Mixed Neuroendocrine Non-Neuroendocrine Neoplasms of the Gastrointestinal Tract: A Case Series

Abstract

Mixed neuroendocrine non-neuroendocrine neoplasms (MiNENs) refer to heterogenous rare neoplasms constituted of at least a neuroendocrine population-either well-differentiated, or more frequently poorly differentiated-and a non-neuroendocrine population, both accounting for at least 30% of the whole tumor mass. Several studies recently focused on the key genetic and epigenetic changes underlying MiNENs to better understand how they develop, and explore biological similarities among the two components and their pure counterparts. However, their molecular landscape still remains poorly understood. NGS may represent a useful tool to study this orphan disease by detecting the main genetic alterations and possible therapeutic targets. NGS analysis on tissue and/or blood samples through the Foundation One (F1) platform was performed on consecutive samples collected from four patients diagnosed with MiNENs of the gastroenteric tract. Several genetic alterations were shared among samples from the same patients, thus suggesting a common origin between them, although morphology sometimes changed at histopathological evaluation. Common molecular alterations among samples from different patients that had not been previously described to our knowledge were also detected. Finally, it is of the utmost importance to clarify if the maintenance of the 30% cut-off is still essential in defining MiNENs and really manages to include all of the mixed neoplasms.

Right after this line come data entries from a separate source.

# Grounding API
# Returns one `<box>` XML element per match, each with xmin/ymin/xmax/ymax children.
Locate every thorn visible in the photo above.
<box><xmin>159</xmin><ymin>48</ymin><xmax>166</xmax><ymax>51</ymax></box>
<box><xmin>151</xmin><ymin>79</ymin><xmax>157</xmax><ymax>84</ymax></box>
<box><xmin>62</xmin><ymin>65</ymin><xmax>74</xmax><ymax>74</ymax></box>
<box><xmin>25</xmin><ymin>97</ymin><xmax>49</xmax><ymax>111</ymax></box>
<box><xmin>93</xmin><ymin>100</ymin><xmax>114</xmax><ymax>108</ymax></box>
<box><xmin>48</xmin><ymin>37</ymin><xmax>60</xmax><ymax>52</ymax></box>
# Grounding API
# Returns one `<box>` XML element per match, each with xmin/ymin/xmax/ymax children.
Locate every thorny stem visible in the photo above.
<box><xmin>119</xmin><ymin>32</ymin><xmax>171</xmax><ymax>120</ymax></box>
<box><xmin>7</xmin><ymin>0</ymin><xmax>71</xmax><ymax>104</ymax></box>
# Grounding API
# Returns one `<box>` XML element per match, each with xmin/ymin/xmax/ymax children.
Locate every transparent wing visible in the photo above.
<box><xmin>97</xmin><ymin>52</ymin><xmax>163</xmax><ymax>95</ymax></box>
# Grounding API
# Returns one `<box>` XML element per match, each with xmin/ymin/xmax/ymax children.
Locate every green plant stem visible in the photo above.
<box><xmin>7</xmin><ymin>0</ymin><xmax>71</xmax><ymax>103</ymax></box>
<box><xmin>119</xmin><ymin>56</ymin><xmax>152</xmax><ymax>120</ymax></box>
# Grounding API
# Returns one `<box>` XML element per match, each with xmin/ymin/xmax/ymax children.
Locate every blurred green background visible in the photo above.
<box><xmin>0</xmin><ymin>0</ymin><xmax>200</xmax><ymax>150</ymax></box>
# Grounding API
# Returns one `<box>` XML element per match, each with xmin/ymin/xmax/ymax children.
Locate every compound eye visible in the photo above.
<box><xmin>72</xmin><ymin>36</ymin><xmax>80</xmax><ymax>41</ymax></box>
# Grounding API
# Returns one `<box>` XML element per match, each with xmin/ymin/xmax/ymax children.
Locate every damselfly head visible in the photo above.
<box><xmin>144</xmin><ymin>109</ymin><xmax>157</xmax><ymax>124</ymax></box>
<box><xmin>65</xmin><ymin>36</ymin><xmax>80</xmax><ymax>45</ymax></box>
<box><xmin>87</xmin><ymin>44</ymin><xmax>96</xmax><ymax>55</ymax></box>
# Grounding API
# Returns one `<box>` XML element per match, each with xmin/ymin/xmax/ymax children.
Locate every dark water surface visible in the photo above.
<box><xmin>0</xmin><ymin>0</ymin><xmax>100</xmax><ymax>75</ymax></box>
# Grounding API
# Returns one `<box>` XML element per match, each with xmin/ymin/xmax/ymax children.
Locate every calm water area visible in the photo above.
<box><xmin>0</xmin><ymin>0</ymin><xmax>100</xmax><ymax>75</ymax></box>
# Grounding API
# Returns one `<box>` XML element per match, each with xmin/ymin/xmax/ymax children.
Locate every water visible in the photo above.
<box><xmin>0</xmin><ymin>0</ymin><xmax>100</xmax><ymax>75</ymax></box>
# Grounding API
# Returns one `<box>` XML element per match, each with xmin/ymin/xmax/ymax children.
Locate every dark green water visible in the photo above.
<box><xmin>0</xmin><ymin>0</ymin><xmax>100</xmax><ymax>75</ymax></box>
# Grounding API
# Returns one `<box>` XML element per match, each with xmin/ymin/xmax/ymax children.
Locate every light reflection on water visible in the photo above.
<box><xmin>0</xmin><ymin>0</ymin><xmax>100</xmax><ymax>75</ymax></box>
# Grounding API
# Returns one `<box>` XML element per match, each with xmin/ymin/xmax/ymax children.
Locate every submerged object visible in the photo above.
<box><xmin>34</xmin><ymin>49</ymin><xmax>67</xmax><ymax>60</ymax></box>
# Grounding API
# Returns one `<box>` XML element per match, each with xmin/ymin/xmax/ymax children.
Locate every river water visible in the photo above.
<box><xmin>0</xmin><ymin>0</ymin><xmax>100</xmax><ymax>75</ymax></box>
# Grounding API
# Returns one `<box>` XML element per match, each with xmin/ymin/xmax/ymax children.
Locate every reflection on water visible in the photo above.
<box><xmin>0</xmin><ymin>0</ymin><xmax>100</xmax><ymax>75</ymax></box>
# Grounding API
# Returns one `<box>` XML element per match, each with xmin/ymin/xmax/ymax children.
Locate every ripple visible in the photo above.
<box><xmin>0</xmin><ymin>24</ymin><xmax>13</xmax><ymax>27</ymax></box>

Keywords: Foundation One (F1); MiNENs; NGS analysis; gastrointestinal tumors; mixed neuroendocrine/non-neuroendocrine neoplasms.

Figure 1

A comprehensive representation of the three main theories about MiNENs’ origin proposed to date. From the left to the right, collision theory, common precursor theory, and trans-differentiation theory are illustrated respectively. As mentioned in the text, the first one suggests that neuroendocrine and non-neuroendocrine components arise independently from distinct precursor cells, the second one postulates a common origin from a pluripotent stem cell progenitor, which differentiates towards both components; finally, the third one assumes that neuroendocrine differentiation is the result of progressive accumulation of genetic alterations in an initially non-neuroendocrine cell phenotype.

Figure 2

(A) Colonic segment partially covered by normal mucosa (black star) showing infiltration, on the left side of the image, by a carcinoma with a double component: neuroendocrine and adenocarcinomatous one (H&E 4× magnification). (B) A detail of image (A) showing at higher magnification the neuroendocrine population (on the left side) arranged in pseudo-rosettes or trabeculae, composed of medium-sized cells with irregular nuclei and granular chromatin and the adenocarcinomatous component (on the right side) with evident glandular structures made up of atypical cylindrical cells (H&E 20× magnification). (C) High mitotic index typical of neuroendocrine carcinomas (H&E 40× magnification). (D) Strong positivity for synaptophysin at immunohistochemistry (40× magnification). (E) High proliferative index (Ki67) at immunohistochemical assay (40× magnification).

Figure 3

(A) Histologically, a carcinoma with a double component is observed: a neuroendocrine population (on the left side), and a poorly differentiated adenocarcinoma (on the right side) are clearly recognizable (H&E 10× magnification). (B) A detail of the neuroendocrine component at higher magnification showing a neoplastic population with cord architecture, medium-sized elements with scant cytoplasm, atypical nuclei, and numerous mitotic figures (H&E 20× magnification). (C) A detail of the adenocarcinomatous counterpart at higher magnification showing abundant mucus lakes with ‘floating’ scattered signet ring cells (H&E 20× magnification).